Like most Americans, I imagine, I am not a fan of Daylight Savings Time. Leaving work in the darkness for months every winter is depressing. In my case, I find, the darkness exacerbates my superpower of being invisible to other humans. It's bad enough being physically run into in grocery stores and halls at work, but this year I almost got hit by cars in parking lots because drivers could not see me. Twice. Thus, I feel and have long, long felt that I am merely inconsequential. My presence makes no difference, and that f&%$#ing sucks.
Maybe that's why I stayed in teaching? Because at least in the classroom, at the front of it, anyway, I matter.
But I want to matter to other people in the world.
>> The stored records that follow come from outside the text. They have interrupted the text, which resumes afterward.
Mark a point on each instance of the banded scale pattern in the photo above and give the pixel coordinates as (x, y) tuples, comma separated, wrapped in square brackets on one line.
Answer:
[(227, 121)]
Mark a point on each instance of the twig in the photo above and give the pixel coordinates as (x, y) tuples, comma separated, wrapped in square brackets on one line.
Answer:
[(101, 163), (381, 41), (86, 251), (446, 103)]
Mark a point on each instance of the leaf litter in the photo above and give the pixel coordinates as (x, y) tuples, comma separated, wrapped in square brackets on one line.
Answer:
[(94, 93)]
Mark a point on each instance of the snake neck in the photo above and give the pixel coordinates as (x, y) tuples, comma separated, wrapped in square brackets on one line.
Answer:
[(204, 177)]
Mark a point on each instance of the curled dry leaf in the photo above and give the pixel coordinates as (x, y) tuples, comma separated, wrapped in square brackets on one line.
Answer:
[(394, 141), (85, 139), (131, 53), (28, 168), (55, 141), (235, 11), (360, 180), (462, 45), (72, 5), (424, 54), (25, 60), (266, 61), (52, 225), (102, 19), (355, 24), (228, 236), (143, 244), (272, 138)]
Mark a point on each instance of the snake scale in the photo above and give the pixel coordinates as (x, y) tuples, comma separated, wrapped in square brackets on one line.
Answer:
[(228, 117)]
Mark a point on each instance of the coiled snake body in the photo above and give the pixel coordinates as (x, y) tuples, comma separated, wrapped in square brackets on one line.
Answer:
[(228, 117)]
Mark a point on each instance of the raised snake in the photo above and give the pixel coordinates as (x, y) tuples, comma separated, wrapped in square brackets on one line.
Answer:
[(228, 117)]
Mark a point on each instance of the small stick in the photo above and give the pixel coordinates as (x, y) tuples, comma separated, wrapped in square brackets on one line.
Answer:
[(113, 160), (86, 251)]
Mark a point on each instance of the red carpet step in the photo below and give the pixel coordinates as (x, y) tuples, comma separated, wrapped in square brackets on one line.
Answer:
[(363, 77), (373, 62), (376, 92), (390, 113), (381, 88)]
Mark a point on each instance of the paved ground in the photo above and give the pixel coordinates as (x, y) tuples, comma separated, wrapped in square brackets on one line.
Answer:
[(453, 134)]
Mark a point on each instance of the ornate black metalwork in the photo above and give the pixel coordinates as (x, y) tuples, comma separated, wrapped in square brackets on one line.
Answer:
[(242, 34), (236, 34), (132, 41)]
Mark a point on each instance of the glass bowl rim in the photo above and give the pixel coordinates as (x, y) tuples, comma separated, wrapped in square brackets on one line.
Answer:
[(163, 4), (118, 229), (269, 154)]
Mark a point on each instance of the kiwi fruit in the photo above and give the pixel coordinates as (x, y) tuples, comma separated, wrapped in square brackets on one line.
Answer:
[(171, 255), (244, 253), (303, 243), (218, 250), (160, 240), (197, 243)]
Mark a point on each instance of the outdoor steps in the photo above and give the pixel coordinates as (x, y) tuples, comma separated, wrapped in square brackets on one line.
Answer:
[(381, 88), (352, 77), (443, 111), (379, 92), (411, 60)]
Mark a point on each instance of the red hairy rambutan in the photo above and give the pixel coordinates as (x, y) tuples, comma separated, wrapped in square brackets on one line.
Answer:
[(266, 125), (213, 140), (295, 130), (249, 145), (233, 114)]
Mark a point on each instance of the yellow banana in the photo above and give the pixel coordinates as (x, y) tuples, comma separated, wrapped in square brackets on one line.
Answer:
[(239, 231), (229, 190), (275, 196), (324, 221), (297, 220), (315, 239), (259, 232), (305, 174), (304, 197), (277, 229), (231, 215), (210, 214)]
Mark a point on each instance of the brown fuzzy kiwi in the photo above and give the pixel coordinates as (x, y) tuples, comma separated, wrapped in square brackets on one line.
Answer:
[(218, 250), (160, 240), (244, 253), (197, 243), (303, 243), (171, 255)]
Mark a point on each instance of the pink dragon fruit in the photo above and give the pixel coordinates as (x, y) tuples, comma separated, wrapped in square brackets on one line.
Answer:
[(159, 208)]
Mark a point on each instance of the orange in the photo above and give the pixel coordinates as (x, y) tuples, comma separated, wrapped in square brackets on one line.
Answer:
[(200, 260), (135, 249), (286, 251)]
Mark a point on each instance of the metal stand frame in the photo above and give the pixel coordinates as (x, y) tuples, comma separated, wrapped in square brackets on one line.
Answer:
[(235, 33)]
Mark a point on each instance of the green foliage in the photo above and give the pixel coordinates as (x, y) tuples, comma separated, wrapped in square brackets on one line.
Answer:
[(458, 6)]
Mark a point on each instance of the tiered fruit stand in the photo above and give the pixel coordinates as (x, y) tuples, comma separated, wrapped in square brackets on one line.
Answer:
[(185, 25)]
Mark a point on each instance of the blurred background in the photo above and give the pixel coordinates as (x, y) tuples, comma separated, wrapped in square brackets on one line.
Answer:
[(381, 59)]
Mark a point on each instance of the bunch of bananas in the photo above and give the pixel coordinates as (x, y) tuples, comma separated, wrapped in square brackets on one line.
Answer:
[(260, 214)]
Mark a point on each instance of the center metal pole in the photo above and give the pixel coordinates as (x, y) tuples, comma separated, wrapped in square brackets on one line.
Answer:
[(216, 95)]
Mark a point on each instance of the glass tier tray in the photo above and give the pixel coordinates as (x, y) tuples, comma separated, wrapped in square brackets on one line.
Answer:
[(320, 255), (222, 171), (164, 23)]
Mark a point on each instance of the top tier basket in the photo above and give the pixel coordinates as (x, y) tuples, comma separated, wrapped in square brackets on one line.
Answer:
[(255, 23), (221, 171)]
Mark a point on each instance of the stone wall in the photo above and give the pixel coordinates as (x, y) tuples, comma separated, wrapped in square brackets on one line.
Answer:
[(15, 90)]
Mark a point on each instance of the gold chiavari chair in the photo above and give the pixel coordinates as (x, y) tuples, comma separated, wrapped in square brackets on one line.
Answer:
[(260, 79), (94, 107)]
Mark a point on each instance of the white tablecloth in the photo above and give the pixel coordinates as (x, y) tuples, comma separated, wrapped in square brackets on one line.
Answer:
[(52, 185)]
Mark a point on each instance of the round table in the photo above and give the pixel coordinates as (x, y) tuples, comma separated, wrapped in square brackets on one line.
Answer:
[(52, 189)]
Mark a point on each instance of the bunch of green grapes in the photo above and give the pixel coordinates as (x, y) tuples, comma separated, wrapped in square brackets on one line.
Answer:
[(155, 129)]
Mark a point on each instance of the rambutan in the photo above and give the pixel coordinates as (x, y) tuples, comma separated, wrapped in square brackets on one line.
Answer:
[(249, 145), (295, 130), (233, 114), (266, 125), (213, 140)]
I want my existence to echo in the minds and hearts of other people. I want to leave an impact not so that I will be remembered after I am gone, but NOW; I want people to notice and to comment when I am not around. I want them to come looking if I am not there. I want to be wanted and talked to and sought out and desired for as company and companion.
Once, when I was in college and went to a bookstore with some classmates when we were in a foreign city, I knew we all had to be somewhere soon and I also KNEW, even then, that my fellows were likely to leave without me, so I went over to two different people in different groups and asked them to please come get me from the spot where I was reading when it was time to go, as I was as bad with directions then as I am now and knew I'd get lost alone. Sure enough, as the sun started to set, I looked up and saw none of my fellow students. I quickly paid for my book and ran outside, looking frantically in every direction for either group. I eventually caught up with one of them, but neither I nor they said anything about my being left behind. It wasn't a big deal to anyone but me, and I didn't want to be the baby who whined about being neglected and forgotten by everyone else.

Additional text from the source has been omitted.